Marjan, elle corrige mes fautes quand j’en ai dans mes rédactions. Elle me dit toujours que je lis beaucoup de livres et que c’est génial parce que quand j’entrerai à l’université, j’aurai beaucoup de culture et je saurai plein de choses et c’est comme ça que je pourrai écrire mes livres et mes poésies.

Marjan, elle révise tous les soirs en rentrant de l’école, et les après-midis avec ses copines, elle aussi elle a des étagères remplies de livres, mais pas seulement des poètes, beaucoup de livres d’école aussi.

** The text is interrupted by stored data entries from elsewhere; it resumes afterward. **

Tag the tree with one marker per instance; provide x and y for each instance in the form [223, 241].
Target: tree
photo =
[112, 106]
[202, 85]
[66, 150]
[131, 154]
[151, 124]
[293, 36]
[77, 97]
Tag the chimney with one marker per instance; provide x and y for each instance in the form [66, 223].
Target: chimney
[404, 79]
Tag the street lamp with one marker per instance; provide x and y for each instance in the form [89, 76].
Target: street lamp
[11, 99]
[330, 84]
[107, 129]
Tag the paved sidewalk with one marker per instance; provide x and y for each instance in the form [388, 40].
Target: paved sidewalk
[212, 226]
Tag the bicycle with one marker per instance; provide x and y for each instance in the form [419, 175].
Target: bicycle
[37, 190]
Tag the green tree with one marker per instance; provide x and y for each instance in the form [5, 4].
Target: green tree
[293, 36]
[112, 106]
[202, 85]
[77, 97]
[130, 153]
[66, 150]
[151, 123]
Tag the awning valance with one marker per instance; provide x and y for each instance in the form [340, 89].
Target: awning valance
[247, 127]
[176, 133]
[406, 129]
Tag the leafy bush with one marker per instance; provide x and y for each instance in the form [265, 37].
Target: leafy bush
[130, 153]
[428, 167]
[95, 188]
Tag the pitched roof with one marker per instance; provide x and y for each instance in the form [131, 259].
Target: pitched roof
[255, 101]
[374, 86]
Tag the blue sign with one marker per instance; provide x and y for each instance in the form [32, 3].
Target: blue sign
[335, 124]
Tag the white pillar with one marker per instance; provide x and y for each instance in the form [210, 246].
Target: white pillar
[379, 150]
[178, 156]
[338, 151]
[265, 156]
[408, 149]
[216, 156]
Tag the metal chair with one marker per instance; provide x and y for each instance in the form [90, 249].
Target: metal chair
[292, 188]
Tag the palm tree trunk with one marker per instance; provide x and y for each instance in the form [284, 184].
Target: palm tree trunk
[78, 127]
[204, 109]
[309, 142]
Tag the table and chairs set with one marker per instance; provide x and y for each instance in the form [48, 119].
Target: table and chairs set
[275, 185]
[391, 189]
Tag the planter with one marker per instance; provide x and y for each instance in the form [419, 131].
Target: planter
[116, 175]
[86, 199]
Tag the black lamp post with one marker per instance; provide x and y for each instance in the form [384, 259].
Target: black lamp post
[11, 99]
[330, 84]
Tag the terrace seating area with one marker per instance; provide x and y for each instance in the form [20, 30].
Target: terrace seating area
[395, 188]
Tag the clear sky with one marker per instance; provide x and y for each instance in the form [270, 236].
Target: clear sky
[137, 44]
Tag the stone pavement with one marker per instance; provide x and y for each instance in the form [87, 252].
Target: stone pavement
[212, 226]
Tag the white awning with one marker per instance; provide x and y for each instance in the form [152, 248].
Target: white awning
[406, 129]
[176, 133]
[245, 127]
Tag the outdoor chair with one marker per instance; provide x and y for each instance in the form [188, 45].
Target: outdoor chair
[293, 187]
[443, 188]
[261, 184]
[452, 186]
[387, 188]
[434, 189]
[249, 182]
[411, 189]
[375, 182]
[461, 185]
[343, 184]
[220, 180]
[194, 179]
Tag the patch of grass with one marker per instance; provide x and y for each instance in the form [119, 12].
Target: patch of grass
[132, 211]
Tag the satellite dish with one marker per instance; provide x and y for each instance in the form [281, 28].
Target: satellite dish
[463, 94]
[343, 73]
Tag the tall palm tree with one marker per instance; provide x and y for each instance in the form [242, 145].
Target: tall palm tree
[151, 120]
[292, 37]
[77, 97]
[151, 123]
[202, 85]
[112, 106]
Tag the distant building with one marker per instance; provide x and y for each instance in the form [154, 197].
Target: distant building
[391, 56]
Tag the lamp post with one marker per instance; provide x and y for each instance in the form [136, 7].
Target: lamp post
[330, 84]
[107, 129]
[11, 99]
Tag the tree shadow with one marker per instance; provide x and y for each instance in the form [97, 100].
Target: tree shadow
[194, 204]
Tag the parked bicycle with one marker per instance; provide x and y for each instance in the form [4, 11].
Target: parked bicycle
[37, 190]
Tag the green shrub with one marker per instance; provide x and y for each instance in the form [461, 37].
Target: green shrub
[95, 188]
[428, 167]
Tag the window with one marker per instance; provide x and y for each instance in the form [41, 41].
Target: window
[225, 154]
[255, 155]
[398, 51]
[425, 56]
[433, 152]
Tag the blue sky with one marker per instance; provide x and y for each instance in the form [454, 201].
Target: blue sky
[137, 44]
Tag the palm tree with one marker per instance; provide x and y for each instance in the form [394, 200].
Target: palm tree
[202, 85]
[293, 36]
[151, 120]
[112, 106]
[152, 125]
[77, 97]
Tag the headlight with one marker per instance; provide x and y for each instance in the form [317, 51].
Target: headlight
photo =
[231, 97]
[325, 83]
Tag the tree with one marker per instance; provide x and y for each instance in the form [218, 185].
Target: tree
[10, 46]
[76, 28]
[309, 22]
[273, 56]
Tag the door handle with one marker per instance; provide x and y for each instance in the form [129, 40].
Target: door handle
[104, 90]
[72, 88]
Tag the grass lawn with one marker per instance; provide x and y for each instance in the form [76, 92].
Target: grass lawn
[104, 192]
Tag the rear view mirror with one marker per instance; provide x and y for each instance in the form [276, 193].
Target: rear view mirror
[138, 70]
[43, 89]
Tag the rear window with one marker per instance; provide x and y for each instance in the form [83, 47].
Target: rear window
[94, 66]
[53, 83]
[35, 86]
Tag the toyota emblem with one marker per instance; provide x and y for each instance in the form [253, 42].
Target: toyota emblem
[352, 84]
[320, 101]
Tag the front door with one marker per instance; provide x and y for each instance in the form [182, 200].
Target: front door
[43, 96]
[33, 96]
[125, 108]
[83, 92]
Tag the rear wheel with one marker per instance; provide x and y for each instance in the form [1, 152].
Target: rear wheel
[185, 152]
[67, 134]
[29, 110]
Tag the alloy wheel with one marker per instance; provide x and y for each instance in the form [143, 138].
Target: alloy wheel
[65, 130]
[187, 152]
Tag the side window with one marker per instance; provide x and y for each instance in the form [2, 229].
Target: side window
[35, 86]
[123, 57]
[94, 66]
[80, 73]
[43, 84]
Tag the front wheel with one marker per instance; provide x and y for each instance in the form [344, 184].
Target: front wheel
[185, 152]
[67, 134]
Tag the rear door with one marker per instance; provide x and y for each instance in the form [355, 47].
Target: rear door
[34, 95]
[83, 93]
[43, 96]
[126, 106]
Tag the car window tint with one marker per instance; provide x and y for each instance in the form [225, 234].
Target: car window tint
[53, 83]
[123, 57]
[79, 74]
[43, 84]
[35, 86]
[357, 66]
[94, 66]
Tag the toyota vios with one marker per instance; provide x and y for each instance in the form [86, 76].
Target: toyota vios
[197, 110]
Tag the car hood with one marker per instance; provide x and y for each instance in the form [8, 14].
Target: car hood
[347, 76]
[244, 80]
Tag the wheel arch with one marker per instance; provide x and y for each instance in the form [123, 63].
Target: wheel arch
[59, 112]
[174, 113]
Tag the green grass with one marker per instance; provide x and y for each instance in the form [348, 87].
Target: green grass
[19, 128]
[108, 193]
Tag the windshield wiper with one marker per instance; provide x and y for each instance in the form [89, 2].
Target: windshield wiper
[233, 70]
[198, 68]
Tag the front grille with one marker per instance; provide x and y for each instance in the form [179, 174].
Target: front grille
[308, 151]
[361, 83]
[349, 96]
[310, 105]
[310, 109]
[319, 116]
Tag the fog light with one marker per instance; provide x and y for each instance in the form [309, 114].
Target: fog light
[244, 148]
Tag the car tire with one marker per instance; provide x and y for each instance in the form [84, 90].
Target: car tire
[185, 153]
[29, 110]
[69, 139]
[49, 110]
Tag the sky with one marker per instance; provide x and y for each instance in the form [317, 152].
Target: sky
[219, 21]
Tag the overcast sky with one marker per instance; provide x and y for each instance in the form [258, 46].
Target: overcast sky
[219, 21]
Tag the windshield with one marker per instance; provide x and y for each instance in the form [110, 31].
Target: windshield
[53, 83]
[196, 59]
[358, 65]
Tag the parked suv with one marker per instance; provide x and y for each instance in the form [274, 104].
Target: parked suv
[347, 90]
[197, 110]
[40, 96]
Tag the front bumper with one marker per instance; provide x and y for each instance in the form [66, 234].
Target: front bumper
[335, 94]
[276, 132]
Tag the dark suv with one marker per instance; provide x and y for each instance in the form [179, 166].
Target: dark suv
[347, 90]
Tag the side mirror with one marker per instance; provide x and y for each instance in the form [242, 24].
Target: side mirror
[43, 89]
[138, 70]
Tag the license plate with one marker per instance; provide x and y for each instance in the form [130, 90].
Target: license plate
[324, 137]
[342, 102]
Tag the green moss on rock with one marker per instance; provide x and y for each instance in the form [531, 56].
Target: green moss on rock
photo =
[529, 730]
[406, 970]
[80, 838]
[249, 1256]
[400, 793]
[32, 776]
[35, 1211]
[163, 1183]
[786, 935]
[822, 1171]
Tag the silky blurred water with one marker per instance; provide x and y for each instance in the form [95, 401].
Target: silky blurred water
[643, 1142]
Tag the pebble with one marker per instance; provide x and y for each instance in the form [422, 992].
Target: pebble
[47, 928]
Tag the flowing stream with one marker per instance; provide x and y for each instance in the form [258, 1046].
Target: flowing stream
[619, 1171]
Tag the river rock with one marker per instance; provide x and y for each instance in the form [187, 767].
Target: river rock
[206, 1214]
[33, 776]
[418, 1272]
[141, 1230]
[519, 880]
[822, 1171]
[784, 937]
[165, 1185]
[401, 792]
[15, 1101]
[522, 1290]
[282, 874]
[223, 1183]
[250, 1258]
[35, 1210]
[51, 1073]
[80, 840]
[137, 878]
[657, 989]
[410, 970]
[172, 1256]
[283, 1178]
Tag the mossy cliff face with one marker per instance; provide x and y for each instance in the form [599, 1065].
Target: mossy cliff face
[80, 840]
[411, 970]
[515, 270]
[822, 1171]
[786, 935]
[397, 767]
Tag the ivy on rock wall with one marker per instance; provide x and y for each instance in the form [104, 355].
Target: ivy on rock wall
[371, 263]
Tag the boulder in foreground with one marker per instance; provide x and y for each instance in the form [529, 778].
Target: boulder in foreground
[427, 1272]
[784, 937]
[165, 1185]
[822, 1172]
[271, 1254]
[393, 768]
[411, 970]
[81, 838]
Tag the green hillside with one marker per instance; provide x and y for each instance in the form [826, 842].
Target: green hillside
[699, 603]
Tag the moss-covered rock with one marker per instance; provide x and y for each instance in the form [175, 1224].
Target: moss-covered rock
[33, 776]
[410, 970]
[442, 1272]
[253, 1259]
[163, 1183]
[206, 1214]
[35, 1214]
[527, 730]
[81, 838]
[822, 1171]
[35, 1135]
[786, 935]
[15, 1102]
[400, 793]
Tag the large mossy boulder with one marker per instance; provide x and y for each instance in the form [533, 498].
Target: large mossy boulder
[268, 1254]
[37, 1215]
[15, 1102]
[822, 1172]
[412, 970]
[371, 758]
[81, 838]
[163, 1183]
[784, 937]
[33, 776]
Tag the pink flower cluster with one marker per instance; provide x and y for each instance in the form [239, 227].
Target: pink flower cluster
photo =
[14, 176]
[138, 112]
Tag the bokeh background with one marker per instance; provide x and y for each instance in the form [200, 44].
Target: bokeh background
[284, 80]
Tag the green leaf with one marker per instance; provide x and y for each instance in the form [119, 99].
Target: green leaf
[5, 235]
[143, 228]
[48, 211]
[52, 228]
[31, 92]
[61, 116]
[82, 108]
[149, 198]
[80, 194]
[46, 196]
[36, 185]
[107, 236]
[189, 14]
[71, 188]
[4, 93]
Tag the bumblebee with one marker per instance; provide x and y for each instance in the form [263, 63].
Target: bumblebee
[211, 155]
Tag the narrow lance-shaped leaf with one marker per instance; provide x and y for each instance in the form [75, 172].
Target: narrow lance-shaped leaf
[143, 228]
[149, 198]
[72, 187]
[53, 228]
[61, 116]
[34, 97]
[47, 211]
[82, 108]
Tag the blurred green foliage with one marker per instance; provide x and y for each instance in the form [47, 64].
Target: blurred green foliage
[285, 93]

C’est Marjan qui m’a expliqué pourquoi c’était important d’aller à l’école, qu’on apprenait énormément de choses intéressantes, que plus tard, après le lycée, on pouvait étudier tout ce qui nous plaisait, parce qu’on devait choisir un métier, et maintenant Marjan, ma Marjan qui veut devenir docteur, ma Marjan qui veut soigner des malades et créer des hôpitaux, Marjan qui m’aide à faire mes devoirs entre ses révisions, ma Marjan qui chante des poèmes, des prières et des chansons, ma Marjan elle est renvoyée.

Ca veut dire qu’elle n’ira plus à l’université avec ses copines, et qu’elle n’ira plus écouter ses professeurs, et que les livres sur son étagère ne serviront plus à rien. C’est comme s’ils lui avaient repris ses livres, à ma Marjan, comme s’ils lui avaient brûlé tous ses cahiers, comme si on avait écrit sur toutes ses connaissances : INUTILE.

Alors moi, ça y est, j’ai décidé : je n’irai plus à l’école.

Je veux pas attendre qu’ils me prennent mes livres et mes cahiers à moi aussi, ils ont décidé pour Marjan, je décide pour moi.

Ils ne me renverront pas, c’est moi qui m’en vais.

Je n’irai plus à l’école, c’est fini, c’est décidé.